Aragón continúa sin recuperar las plazas residenciales públicas para mayores que había antes de la pandemia. Según la Asociación de Directoras y Gerentes de Servicios Sociales, aunque la comunidad aragonesa sigue siendo una de las que tiene mayor porcentaje de plazas residenciales para personas mayores, hay 20 plazas menos que antes de la pandemia en 2019.
El Informe Mayores 2023 publicado por Imserso refleja que en el año 2019 eran 11.170 plazas; es decir, 3,87 plazas por cada 100 personas mayores de 65 años. Al finalizar 2023 este porcentaje era ligeramente inferior, 3,75%, y 11.150 plazas. Por lo tanto, 20 menos. Actualmente, hay en total 19.712 plazas residenciales existían en Aragón, 11.150 de financiación pública (56,6%) y 8.562 privada (43,4%).
Según el informe, el porcentaje de plazas residenciales de financiación pública se incrementó de manera notable en Aragón entre los años 2017 a 2019, pasando de 1,41%, a 3,87%. Sin embargo, desde 2020 tanto el porcentaje como el número absoluto de plazas residenciales de financiación pública para mayores ha descendido y todavía no se ha recuperado ni en cobertura ni en número absoluto. A pesar de ello, Aragón sigue por encima de la media estatal (+0,91), aunque esta diferencia se va reduciendo desde 2019, que era +1,26 puntos.

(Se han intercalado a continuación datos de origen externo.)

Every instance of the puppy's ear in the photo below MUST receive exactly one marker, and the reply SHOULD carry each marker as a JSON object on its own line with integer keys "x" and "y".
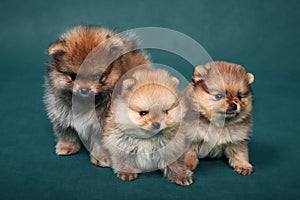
{"x": 127, "y": 84}
{"x": 200, "y": 73}
{"x": 175, "y": 81}
{"x": 250, "y": 78}
{"x": 116, "y": 46}
{"x": 57, "y": 48}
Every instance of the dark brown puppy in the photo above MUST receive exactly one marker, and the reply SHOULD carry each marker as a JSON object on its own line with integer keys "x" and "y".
{"x": 71, "y": 76}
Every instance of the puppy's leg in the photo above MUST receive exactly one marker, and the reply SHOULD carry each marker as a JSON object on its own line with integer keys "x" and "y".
{"x": 68, "y": 141}
{"x": 190, "y": 157}
{"x": 179, "y": 173}
{"x": 124, "y": 167}
{"x": 100, "y": 156}
{"x": 238, "y": 158}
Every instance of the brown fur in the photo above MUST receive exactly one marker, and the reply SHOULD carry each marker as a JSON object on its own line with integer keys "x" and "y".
{"x": 225, "y": 123}
{"x": 135, "y": 144}
{"x": 86, "y": 57}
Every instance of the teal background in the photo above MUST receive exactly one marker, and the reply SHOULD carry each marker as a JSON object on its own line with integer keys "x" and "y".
{"x": 263, "y": 36}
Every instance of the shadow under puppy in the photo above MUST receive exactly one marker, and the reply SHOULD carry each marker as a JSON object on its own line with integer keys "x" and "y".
{"x": 141, "y": 130}
{"x": 224, "y": 101}
{"x": 85, "y": 64}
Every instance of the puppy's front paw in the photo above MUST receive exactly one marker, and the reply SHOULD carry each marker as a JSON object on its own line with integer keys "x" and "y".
{"x": 126, "y": 176}
{"x": 184, "y": 180}
{"x": 102, "y": 162}
{"x": 244, "y": 168}
{"x": 190, "y": 160}
{"x": 65, "y": 148}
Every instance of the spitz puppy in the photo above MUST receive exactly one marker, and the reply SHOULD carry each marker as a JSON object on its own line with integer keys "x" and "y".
{"x": 72, "y": 78}
{"x": 141, "y": 129}
{"x": 224, "y": 101}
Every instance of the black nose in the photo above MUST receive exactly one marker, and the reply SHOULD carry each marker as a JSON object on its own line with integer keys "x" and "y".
{"x": 155, "y": 125}
{"x": 85, "y": 90}
{"x": 233, "y": 106}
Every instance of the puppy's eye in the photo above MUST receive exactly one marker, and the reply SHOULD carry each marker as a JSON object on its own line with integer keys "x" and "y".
{"x": 103, "y": 79}
{"x": 143, "y": 113}
{"x": 219, "y": 96}
{"x": 73, "y": 76}
{"x": 240, "y": 97}
{"x": 97, "y": 77}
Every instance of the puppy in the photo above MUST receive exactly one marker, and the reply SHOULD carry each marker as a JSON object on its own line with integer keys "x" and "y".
{"x": 224, "y": 101}
{"x": 140, "y": 131}
{"x": 85, "y": 64}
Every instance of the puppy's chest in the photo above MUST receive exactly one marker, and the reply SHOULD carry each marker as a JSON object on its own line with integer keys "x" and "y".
{"x": 86, "y": 124}
{"x": 147, "y": 154}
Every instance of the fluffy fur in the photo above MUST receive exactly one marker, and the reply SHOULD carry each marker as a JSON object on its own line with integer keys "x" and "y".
{"x": 224, "y": 102}
{"x": 85, "y": 64}
{"x": 141, "y": 129}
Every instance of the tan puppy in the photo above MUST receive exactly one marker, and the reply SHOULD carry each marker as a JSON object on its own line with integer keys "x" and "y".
{"x": 224, "y": 101}
{"x": 70, "y": 76}
{"x": 141, "y": 129}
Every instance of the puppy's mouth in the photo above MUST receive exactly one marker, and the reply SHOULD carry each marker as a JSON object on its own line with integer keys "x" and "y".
{"x": 229, "y": 113}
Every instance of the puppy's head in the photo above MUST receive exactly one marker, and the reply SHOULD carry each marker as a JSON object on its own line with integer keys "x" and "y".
{"x": 223, "y": 91}
{"x": 85, "y": 61}
{"x": 149, "y": 102}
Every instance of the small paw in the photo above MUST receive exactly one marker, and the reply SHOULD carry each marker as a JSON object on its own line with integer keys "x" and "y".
{"x": 184, "y": 181}
{"x": 65, "y": 148}
{"x": 125, "y": 176}
{"x": 102, "y": 162}
{"x": 191, "y": 162}
{"x": 245, "y": 168}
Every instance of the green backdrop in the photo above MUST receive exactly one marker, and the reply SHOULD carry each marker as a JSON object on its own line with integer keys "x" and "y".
{"x": 261, "y": 35}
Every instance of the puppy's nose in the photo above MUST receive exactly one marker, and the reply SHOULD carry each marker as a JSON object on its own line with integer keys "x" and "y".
{"x": 85, "y": 90}
{"x": 155, "y": 125}
{"x": 233, "y": 106}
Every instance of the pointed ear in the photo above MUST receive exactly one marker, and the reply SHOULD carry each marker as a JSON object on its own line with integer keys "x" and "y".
{"x": 127, "y": 84}
{"x": 250, "y": 78}
{"x": 116, "y": 46}
{"x": 200, "y": 73}
{"x": 57, "y": 47}
{"x": 175, "y": 81}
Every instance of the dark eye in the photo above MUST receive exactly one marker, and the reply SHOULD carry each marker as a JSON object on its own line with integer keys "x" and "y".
{"x": 73, "y": 76}
{"x": 240, "y": 96}
{"x": 143, "y": 113}
{"x": 219, "y": 96}
{"x": 97, "y": 77}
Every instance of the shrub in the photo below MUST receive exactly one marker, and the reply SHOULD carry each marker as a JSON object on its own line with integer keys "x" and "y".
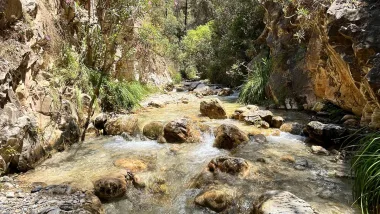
{"x": 253, "y": 91}
{"x": 366, "y": 167}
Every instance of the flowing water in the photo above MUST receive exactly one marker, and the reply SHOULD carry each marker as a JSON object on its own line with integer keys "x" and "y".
{"x": 172, "y": 169}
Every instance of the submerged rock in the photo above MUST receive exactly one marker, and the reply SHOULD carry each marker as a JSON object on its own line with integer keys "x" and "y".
{"x": 281, "y": 202}
{"x": 133, "y": 165}
{"x": 225, "y": 92}
{"x": 100, "y": 121}
{"x": 229, "y": 137}
{"x": 230, "y": 165}
{"x": 182, "y": 131}
{"x": 277, "y": 122}
{"x": 217, "y": 198}
{"x": 325, "y": 133}
{"x": 110, "y": 188}
{"x": 292, "y": 128}
{"x": 213, "y": 109}
{"x": 153, "y": 130}
{"x": 125, "y": 123}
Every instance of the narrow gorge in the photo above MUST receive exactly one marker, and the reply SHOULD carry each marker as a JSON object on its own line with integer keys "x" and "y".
{"x": 189, "y": 106}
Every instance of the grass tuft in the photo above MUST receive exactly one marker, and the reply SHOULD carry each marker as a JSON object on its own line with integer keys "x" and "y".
{"x": 366, "y": 167}
{"x": 253, "y": 91}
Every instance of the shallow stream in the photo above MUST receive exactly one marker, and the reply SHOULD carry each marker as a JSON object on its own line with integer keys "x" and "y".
{"x": 172, "y": 168}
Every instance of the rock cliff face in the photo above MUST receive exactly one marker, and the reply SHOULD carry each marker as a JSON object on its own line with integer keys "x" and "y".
{"x": 36, "y": 113}
{"x": 326, "y": 51}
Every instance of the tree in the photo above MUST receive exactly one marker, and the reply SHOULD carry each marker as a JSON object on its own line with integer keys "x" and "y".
{"x": 104, "y": 37}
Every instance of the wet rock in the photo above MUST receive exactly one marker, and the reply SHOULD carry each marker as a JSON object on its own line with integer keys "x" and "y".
{"x": 277, "y": 122}
{"x": 216, "y": 198}
{"x": 19, "y": 138}
{"x": 229, "y": 137}
{"x": 92, "y": 131}
{"x": 325, "y": 133}
{"x": 3, "y": 166}
{"x": 225, "y": 92}
{"x": 213, "y": 109}
{"x": 153, "y": 130}
{"x": 11, "y": 10}
{"x": 133, "y": 165}
{"x": 110, "y": 188}
{"x": 156, "y": 104}
{"x": 260, "y": 114}
{"x": 301, "y": 164}
{"x": 319, "y": 150}
{"x": 292, "y": 128}
{"x": 70, "y": 134}
{"x": 260, "y": 139}
{"x": 230, "y": 165}
{"x": 182, "y": 131}
{"x": 288, "y": 158}
{"x": 281, "y": 202}
{"x": 100, "y": 121}
{"x": 126, "y": 123}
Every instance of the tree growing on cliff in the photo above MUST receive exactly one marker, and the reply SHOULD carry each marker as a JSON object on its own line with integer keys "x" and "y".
{"x": 109, "y": 22}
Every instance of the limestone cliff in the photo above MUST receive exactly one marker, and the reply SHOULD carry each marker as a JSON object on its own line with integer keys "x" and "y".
{"x": 326, "y": 51}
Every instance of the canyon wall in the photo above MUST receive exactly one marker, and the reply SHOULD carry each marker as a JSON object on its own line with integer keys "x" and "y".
{"x": 325, "y": 51}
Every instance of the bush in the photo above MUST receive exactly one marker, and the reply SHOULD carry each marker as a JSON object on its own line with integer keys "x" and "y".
{"x": 366, "y": 168}
{"x": 119, "y": 95}
{"x": 253, "y": 90}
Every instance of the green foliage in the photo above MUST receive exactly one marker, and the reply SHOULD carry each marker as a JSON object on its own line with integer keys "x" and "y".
{"x": 119, "y": 95}
{"x": 253, "y": 90}
{"x": 366, "y": 167}
{"x": 196, "y": 50}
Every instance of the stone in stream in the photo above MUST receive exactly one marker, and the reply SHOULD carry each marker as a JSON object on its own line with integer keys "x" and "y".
{"x": 225, "y": 92}
{"x": 216, "y": 198}
{"x": 277, "y": 122}
{"x": 125, "y": 123}
{"x": 133, "y": 165}
{"x": 213, "y": 109}
{"x": 281, "y": 202}
{"x": 325, "y": 134}
{"x": 230, "y": 165}
{"x": 229, "y": 136}
{"x": 100, "y": 121}
{"x": 110, "y": 188}
{"x": 153, "y": 130}
{"x": 292, "y": 128}
{"x": 182, "y": 131}
{"x": 260, "y": 139}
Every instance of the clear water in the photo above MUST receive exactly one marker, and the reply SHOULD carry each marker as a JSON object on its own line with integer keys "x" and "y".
{"x": 179, "y": 165}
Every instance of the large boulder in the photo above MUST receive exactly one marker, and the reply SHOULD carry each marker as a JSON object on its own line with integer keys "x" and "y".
{"x": 11, "y": 11}
{"x": 230, "y": 165}
{"x": 100, "y": 121}
{"x": 51, "y": 199}
{"x": 153, "y": 130}
{"x": 110, "y": 188}
{"x": 20, "y": 146}
{"x": 281, "y": 202}
{"x": 277, "y": 122}
{"x": 119, "y": 125}
{"x": 182, "y": 131}
{"x": 229, "y": 137}
{"x": 325, "y": 133}
{"x": 213, "y": 109}
{"x": 217, "y": 198}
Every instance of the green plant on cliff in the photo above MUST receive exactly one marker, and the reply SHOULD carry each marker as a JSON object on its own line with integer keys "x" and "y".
{"x": 253, "y": 90}
{"x": 366, "y": 167}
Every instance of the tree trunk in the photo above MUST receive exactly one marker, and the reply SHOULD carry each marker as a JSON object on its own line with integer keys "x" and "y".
{"x": 90, "y": 111}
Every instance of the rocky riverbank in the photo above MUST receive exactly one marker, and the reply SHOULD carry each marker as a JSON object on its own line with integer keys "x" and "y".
{"x": 174, "y": 158}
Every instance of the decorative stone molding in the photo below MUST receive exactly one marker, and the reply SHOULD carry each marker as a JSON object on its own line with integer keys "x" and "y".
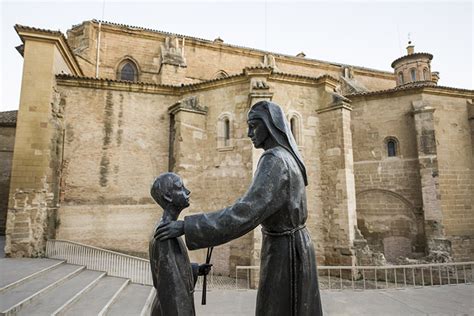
{"x": 190, "y": 104}
{"x": 269, "y": 62}
{"x": 171, "y": 53}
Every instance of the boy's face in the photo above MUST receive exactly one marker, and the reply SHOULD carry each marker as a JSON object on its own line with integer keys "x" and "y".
{"x": 179, "y": 194}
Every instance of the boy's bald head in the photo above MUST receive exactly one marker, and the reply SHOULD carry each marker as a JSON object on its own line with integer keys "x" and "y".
{"x": 163, "y": 185}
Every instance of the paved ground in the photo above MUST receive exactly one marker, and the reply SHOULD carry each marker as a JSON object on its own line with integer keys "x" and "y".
{"x": 444, "y": 300}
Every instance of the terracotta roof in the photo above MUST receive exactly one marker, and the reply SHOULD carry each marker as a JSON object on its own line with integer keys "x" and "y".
{"x": 412, "y": 86}
{"x": 415, "y": 55}
{"x": 19, "y": 28}
{"x": 68, "y": 76}
{"x": 8, "y": 118}
{"x": 235, "y": 46}
{"x": 188, "y": 85}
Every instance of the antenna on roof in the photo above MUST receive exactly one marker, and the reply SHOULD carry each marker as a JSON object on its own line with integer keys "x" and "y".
{"x": 103, "y": 9}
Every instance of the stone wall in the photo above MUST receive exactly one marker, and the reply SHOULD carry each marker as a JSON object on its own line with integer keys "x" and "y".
{"x": 456, "y": 172}
{"x": 205, "y": 59}
{"x": 34, "y": 185}
{"x": 389, "y": 203}
{"x": 116, "y": 142}
{"x": 7, "y": 141}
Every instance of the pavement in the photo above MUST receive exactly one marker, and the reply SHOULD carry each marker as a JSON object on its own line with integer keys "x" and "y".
{"x": 439, "y": 300}
{"x": 434, "y": 300}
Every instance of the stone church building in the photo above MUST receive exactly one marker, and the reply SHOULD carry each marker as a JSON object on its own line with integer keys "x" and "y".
{"x": 389, "y": 155}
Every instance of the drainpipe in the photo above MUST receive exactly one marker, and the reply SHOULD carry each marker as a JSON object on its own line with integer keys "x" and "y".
{"x": 98, "y": 52}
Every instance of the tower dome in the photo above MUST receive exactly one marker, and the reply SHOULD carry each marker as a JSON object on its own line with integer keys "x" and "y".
{"x": 414, "y": 68}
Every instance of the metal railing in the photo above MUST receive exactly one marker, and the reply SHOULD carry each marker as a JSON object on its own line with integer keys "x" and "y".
{"x": 330, "y": 277}
{"x": 379, "y": 277}
{"x": 114, "y": 263}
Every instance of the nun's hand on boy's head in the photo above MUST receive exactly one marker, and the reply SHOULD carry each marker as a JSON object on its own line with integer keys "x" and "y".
{"x": 169, "y": 230}
{"x": 204, "y": 269}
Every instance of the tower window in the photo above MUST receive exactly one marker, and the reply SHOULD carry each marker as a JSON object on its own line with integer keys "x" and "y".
{"x": 226, "y": 132}
{"x": 425, "y": 74}
{"x": 127, "y": 70}
{"x": 293, "y": 126}
{"x": 413, "y": 74}
{"x": 400, "y": 77}
{"x": 294, "y": 121}
{"x": 392, "y": 146}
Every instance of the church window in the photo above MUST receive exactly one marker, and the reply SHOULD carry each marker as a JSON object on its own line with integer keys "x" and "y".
{"x": 392, "y": 147}
{"x": 221, "y": 74}
{"x": 224, "y": 131}
{"x": 425, "y": 74}
{"x": 127, "y": 70}
{"x": 400, "y": 77}
{"x": 294, "y": 119}
{"x": 293, "y": 126}
{"x": 413, "y": 74}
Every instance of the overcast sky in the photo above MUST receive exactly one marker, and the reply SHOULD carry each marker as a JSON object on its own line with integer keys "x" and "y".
{"x": 370, "y": 34}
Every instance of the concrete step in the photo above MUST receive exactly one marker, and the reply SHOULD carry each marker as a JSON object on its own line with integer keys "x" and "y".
{"x": 14, "y": 298}
{"x": 19, "y": 270}
{"x": 58, "y": 299}
{"x": 98, "y": 298}
{"x": 133, "y": 300}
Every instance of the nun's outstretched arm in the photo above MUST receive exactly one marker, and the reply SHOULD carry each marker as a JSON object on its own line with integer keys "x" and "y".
{"x": 266, "y": 195}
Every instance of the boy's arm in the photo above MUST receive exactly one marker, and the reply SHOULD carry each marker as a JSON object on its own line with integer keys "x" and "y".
{"x": 195, "y": 267}
{"x": 200, "y": 269}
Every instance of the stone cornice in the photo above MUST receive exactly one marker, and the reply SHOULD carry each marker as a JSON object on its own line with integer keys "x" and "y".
{"x": 35, "y": 34}
{"x": 190, "y": 105}
{"x": 145, "y": 87}
{"x": 239, "y": 50}
{"x": 100, "y": 83}
{"x": 413, "y": 89}
{"x": 336, "y": 106}
{"x": 304, "y": 80}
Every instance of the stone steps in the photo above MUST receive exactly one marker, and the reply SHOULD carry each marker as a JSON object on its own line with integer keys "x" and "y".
{"x": 53, "y": 287}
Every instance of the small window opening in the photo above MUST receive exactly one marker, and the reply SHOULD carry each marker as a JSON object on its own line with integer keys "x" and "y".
{"x": 128, "y": 72}
{"x": 425, "y": 74}
{"x": 226, "y": 132}
{"x": 293, "y": 126}
{"x": 391, "y": 148}
{"x": 413, "y": 74}
{"x": 400, "y": 77}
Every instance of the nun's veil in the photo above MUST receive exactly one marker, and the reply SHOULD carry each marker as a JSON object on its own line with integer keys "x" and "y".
{"x": 273, "y": 117}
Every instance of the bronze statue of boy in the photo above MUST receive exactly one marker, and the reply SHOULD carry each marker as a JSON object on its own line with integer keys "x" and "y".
{"x": 174, "y": 277}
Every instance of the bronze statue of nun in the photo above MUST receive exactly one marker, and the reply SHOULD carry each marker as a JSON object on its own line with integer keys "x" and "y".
{"x": 276, "y": 199}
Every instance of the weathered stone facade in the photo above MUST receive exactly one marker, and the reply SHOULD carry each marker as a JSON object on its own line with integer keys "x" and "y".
{"x": 7, "y": 141}
{"x": 383, "y": 161}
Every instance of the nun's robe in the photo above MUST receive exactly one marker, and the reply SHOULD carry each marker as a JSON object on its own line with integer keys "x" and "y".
{"x": 276, "y": 199}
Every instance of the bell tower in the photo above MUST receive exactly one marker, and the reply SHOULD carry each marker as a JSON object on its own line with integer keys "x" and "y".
{"x": 414, "y": 68}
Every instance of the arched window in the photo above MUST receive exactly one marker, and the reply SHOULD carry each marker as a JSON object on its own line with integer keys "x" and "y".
{"x": 221, "y": 74}
{"x": 224, "y": 131}
{"x": 127, "y": 70}
{"x": 413, "y": 74}
{"x": 400, "y": 77}
{"x": 293, "y": 126}
{"x": 392, "y": 147}
{"x": 425, "y": 74}
{"x": 294, "y": 119}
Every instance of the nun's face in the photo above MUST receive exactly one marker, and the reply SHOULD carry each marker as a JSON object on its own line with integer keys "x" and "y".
{"x": 258, "y": 132}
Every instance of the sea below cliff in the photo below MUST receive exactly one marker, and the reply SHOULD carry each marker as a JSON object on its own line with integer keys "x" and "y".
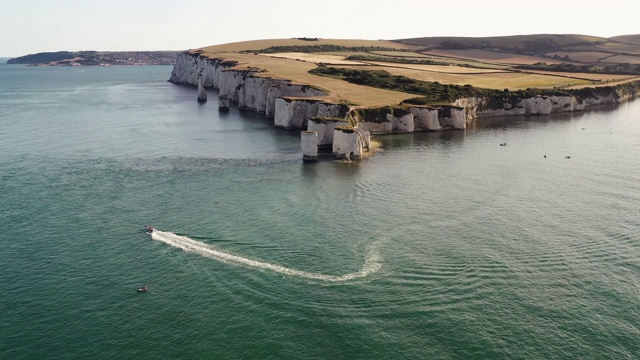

Actualmente hay en total 19.712 plazas residenciales existían en Aragón, 11.150 de financiación pública (56,6%) y 8.562 privada (43,4%). Son 462 más que antes de la pandemia, aunque 183 menos que el año anterior. Estos datos sitúan a Aragón como la cuarta Comunidad con mayor ratio de cobertura (plazas por personas mayores de 65 años), con 6,3%, solo superada por las Castilla-La Mancha, Castilla y León y por Extremadura.
Según todo estos datos, la Asociación de Directoras y Gerentes de Servicios Sociales considera que el número de plazas residenciales en Aragón deberían ser suficientes para cubrir la demanda. De manera que la falta de plazas residenciales en algunas ciudades o zonas de la comunidad, así como las 2.516 plazas sin ocupar (12,8% del total) sugieren que su planificación “no se ajusta a las necesidades en el territorio, teniendo en cuenta que las residencias deben ser servicios de proximidad, para evitar el desarraigo de las personas en su edad más avanzada, y permitir que mantengan los contactos con su entorno y con sus familiares y allegados”.
En respuesta, el Gobierno de Aragón ha manifestado que a las plazas existentes se sumarán otras 160 en las residencias de Ateca y Valdefierro. La DGA recuerda que una de las primeras decisiones del ejecutivo en agosto de 2023 fue solventar el acceso a 400 plazas de residencia públicas y concertadas que estaban sin asignar, una situación que se solucionó en menos de un mes.
La creación de unidades de convivencia, basadas en el modelo de atención centrada a la persona, ha repercutido en el número de plazas totales que hay en la Comunidad. El rediseño de los espacios conlleva habitaciones individuales más grandes y por tanto una minoración de plazas en algunos centros en favor de una atención de más calidad.
La buena gestión de la dependencia del actual Ejecutivo ha servido para mejorar en un punto el nivel acordado que recibimos del Estado para financiar el sistema en 2024 (del 3,9% en 2023 al 5%); en 2023 se penalizó la mala gestión con la pérdida de 1,5 millones de euros.